Gilman: tell you what I think of you

After the turn of the century, Charlotte Perkins Gilman began producing her own monthly magazine in New York, The Forerunner, which she wrote and edited single-handedly. Although it did well considering it was a one-person production, she often sought to republish her work in periodicals with broader circulation. Such was the case with her story "An Unwilling Interview," first published in The Forerunner in April 1912 and republished in the Woman's Journal (published by Alice Stone Blackwell) on March 29, 1913.

The story features a woman named Ellen Carlyle who has come from rural Idaho to visit her sister, now Mrs. Johnson and living in the big city. But all is not well in the Johnson household. Ellen's newly married nephew Worth Johnson has been the subject of a public scandal. It turns out, the local newspaper publisher is a rival of the elder Mr. Johnson, a reported millionaire, and this rival has created the controversy out of spite. Though Mrs. Johnson acknowledges the publisher's lackey reporters are not directly to blame, her sister notes that they still  should be held responsible.

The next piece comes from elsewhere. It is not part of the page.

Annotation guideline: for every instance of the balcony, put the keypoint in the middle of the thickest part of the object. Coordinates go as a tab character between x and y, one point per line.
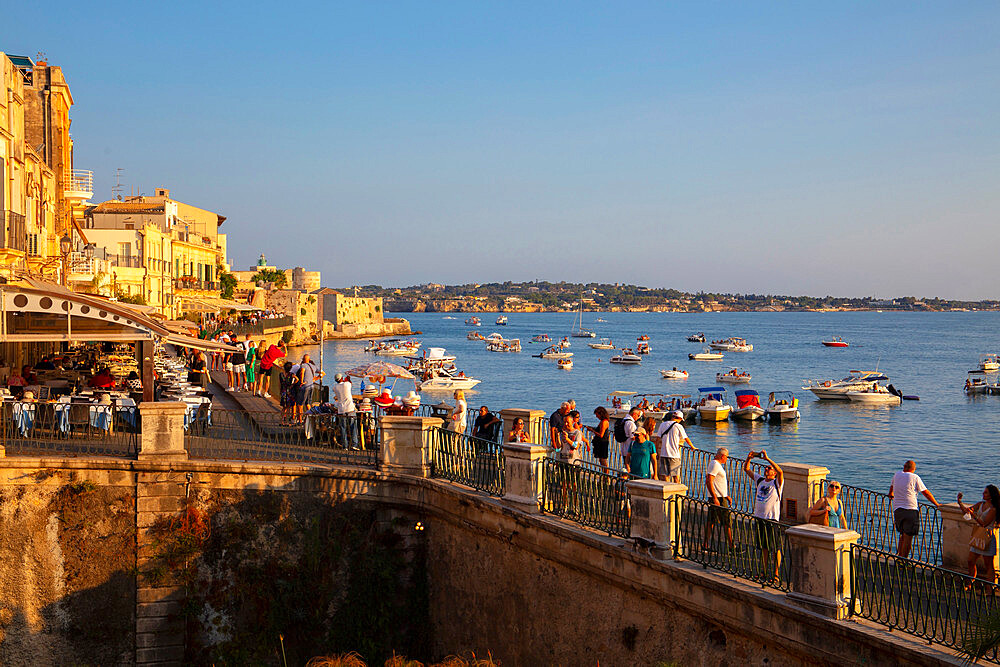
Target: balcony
78	184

Aunt Ellen visits the home of her nephew and his wife, an innocent and pretty young shopgirl. While her husband is at work, she has locked herself in her apartment to fend off reporters and photographers, including some who try to trick her. She made the mistake of giving a few quotes, without knowing she was being interviewed, and the publisher has twisted those words into scandal. While Aunt Ellen chats with the bride, a dedicated reporter breaks in through a door using a knife. It turns out to be the same reporter that had tricked her into giving him quotes. Without skipping a beat, he notes the newspaper he represents, and begins his questioning.

Aunt Ellen hardly hesitates before forcing the man into a chair and tying him down. She gives the surprised reporter a stern lecture on the harm he has caused. She says:

"In your original interview with her, by using her innocence and inexperience to gather material from, she herself is made to strike a blow at her husband’s happiness—a refinement of cruelty not used by the Apaches. They torture men and also women, but they do not use the woman to torture the man with. Your master does. In order to accomplish this purpose all common decency must be ignored, all privacy, all delicacy, all respect for personal freedom. This little bride is a prisoner on account of the staring cameras that wait outside. She can not rest because of the noise of her assailants."

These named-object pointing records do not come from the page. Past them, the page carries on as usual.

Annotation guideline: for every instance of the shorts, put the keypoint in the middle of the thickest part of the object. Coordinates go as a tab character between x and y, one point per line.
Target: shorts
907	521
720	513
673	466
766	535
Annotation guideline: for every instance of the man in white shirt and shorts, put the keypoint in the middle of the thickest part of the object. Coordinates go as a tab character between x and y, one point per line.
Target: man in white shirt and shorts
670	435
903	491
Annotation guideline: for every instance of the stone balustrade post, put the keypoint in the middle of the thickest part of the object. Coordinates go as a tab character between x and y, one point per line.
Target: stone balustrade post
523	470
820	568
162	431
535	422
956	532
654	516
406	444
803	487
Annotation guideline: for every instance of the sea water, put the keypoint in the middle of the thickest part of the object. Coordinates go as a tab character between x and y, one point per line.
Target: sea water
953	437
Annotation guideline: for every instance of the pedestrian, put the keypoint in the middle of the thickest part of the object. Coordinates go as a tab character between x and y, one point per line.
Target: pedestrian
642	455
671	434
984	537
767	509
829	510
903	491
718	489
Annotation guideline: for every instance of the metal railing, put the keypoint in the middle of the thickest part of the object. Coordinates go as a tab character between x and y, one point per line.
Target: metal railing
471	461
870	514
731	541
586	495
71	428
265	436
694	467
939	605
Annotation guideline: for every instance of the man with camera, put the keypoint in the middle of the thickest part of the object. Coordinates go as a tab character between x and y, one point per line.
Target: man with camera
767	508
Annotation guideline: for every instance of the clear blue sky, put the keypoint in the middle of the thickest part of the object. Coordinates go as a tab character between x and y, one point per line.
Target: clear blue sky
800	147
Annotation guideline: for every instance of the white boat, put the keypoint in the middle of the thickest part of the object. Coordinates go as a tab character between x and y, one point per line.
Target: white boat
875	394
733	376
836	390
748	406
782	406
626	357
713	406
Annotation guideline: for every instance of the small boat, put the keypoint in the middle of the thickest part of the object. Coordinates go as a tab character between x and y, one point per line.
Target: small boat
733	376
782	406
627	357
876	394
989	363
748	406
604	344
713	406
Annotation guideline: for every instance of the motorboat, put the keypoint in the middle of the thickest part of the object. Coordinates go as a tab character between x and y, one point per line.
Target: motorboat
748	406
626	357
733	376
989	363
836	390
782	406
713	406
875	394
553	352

Aunt Ellen notes that, though there is no law preventing his behavior, what this reporter and others have done is more than criminal. He begins to blush as he realizes the truth. "Cruel, isn’t it?" she asks, "To tie you up—helpless—and tell you what I think of you." Once the reporter learns his lesson, Aunt Ellen lets him go.

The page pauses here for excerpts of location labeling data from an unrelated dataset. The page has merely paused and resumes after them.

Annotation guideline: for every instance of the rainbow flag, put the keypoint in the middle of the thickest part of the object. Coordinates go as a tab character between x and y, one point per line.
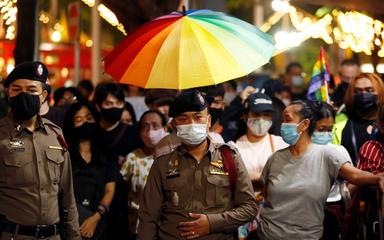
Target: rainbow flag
318	87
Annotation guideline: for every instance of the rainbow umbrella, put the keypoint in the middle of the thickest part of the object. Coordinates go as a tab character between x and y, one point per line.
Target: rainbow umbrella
189	49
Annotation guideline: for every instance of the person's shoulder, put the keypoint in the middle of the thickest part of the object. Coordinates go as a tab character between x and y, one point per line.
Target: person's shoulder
370	146
279	141
51	125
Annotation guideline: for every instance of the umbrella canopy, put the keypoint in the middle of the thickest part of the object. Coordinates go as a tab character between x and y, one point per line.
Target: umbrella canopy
187	50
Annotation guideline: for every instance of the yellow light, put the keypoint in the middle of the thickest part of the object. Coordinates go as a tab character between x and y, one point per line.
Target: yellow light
64	72
367	67
108	15
89	43
56	36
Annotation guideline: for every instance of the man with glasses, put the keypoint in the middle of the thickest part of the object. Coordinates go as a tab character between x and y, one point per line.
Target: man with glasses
34	163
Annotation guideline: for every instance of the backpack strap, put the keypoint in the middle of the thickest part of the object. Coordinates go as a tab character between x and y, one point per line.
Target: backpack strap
229	165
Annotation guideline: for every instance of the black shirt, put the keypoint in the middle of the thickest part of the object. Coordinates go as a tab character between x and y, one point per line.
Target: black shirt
120	141
89	179
359	127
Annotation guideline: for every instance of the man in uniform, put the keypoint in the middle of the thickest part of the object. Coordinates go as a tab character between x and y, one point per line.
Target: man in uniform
35	169
191	192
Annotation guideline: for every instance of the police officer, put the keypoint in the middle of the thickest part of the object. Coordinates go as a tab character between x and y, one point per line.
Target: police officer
199	190
34	163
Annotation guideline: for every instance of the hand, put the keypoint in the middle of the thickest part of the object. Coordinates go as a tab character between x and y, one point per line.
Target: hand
196	228
246	92
87	229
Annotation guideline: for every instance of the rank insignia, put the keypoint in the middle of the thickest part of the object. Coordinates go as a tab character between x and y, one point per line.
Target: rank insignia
174	172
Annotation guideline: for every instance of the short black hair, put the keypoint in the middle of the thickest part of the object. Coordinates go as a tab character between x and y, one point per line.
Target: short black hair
104	89
86	84
162	117
233	84
68	124
213	90
349	62
291	65
307	111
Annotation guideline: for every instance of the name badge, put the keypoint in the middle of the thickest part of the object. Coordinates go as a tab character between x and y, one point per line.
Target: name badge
56	147
171	173
216	171
16	145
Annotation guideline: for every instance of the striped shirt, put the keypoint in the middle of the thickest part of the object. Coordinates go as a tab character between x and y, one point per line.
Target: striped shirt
372	157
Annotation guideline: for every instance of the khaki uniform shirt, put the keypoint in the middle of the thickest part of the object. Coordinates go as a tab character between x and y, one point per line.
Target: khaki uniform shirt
34	168
177	185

The story, with two "unwilling interviews," was aimed at the journalism style of people like William Randolph Hearst, who stopped at nothing for sensational stories. Gilman, in creating her own independent newspaper, had been striking against the Hearst system and its influence. Due to financial concerns, however, she eventually ceased publishing The Forerunner in 1916.

*I learned much about this independent journal by Gilman, including the date of the republication of "An Unwilling Interview," from Denise D. Knight's essay "Charlotte Perkins Gilman, William Randolph Hearst, and the Practice of Ethical Journalism," collected in Charlotte Perkins Gilman and Her Contemporaries: Literary and Intellectual Contexts (University of Alabama Press, 2004).